In order to best prepare his riders for the day, Salzwedel has had his boys on the track during times of the day that they may normally have been sleeping. In fact each rider vowed after returning to Denmark from Qinghai that they would remain in the Chinese time zone. This required them to sleep during the day and train at odd hours, just to make sure they are as best adapted to Beijing as they can be.
"All our training has been done in periods of the day that will match up with the times at the Olympics so that the body is used to it when we get there."
"I have never worked with a more dedicated group of riders," Salzwedel said. "It reminds me of the old days in Australia when I started with Matt Bazzano, Patrick Jonker and Henk Vogels. It is a very similar spirit in Denmark: let's go and do something properly."
It's this type of commitment that is required to take a gold medal. Given the accomplishments of the Australian team which trained under Salzwedel in the '90s, being compared to them is a huge compliment to the Danish squad.
"They don't get paid much, the only thing that they have is their commitment," he said. "Alex Rasmussen turned down a contract with CSC this year, just to be fully focused on the Olympics and to allow me to have full control over his program."
For both Denmark and Salzwedel, the rewards of their hard work over the past four years are just days away. But whether Denmark places in the top three or not, one thing remains certain - no one will regard them as a Mickey Mouse squad when track racing starts this evening.

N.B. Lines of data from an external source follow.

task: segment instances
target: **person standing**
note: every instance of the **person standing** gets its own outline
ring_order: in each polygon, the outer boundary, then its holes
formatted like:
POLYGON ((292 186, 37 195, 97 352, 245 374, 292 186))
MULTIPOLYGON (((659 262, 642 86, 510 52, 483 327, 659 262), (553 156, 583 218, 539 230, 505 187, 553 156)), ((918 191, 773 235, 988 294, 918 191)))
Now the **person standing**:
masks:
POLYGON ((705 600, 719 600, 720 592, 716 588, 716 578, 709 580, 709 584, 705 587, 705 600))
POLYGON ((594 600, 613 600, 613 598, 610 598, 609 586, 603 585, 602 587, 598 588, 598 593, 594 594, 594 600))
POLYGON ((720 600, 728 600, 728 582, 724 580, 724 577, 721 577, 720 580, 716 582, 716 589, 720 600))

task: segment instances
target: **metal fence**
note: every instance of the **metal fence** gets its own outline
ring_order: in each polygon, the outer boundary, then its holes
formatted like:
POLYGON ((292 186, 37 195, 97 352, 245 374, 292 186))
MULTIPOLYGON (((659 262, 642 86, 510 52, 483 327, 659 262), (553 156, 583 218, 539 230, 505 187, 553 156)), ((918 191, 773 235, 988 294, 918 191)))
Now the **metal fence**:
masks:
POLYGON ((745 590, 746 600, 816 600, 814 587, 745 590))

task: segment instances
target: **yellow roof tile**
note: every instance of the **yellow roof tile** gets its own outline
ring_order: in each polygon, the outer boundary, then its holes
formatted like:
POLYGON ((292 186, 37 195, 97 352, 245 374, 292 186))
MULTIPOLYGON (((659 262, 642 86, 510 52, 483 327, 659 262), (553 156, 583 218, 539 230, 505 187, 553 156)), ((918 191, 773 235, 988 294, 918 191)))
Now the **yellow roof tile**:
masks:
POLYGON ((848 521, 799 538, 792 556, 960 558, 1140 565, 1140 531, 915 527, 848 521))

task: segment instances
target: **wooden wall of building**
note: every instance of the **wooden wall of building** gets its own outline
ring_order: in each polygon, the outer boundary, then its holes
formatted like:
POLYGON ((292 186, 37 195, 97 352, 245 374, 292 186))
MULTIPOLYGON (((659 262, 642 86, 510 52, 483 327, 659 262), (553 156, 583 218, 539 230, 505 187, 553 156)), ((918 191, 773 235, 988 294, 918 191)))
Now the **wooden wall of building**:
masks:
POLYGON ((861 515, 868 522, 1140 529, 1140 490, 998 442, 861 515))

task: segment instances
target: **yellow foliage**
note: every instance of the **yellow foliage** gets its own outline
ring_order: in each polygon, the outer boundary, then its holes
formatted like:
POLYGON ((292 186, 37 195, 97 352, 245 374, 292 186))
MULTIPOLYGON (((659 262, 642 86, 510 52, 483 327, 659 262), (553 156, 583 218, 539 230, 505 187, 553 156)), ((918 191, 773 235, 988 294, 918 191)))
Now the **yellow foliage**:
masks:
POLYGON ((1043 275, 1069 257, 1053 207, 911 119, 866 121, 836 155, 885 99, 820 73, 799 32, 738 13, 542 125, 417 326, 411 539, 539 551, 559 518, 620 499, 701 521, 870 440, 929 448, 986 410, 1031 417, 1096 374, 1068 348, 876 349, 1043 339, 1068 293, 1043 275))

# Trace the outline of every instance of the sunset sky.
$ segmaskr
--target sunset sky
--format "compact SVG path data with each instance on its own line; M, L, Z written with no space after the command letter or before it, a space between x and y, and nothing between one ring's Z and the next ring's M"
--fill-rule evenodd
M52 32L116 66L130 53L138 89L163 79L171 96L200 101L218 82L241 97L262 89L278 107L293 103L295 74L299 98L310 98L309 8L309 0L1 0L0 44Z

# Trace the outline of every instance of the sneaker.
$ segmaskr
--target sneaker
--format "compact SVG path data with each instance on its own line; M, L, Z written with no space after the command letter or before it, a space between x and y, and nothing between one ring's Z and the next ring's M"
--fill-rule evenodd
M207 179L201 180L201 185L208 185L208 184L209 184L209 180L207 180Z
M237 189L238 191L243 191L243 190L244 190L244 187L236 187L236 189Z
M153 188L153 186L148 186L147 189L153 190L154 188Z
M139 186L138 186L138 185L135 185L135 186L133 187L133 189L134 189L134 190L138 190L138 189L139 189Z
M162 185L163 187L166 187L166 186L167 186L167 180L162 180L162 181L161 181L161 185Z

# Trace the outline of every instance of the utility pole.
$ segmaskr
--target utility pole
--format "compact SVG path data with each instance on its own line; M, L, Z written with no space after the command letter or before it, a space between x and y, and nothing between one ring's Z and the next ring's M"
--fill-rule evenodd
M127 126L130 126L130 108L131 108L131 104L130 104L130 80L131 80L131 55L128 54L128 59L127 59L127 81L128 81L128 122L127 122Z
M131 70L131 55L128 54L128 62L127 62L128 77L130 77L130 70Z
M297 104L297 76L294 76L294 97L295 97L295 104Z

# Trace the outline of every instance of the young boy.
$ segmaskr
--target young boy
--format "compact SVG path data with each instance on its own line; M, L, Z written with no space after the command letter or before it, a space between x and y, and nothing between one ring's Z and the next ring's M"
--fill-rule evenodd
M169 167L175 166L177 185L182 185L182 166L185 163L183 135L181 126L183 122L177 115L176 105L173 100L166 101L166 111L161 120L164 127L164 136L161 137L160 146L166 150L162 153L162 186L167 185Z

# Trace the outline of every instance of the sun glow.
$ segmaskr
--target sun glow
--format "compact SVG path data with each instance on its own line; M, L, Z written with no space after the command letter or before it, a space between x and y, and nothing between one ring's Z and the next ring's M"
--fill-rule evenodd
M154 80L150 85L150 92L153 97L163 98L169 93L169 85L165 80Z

"In the World Cup round in Sydney in 2006 we had Russian disc wheels and heavy frames - really s**t equipment," he said. "Now we are very competitive, I think that we have the best equipment in the world. Cervelo bikes, Vento handlbars and Mavic wheels and FSA carbon cranks.
"I have very good cooperation with the Danish trade teams," he added. "I can virtually do what I ever I want. They pay them, and I take them away when ever I want. The philosophy is the same [as with the Australian]. It is important that they adapt cycling as an essential part of their life."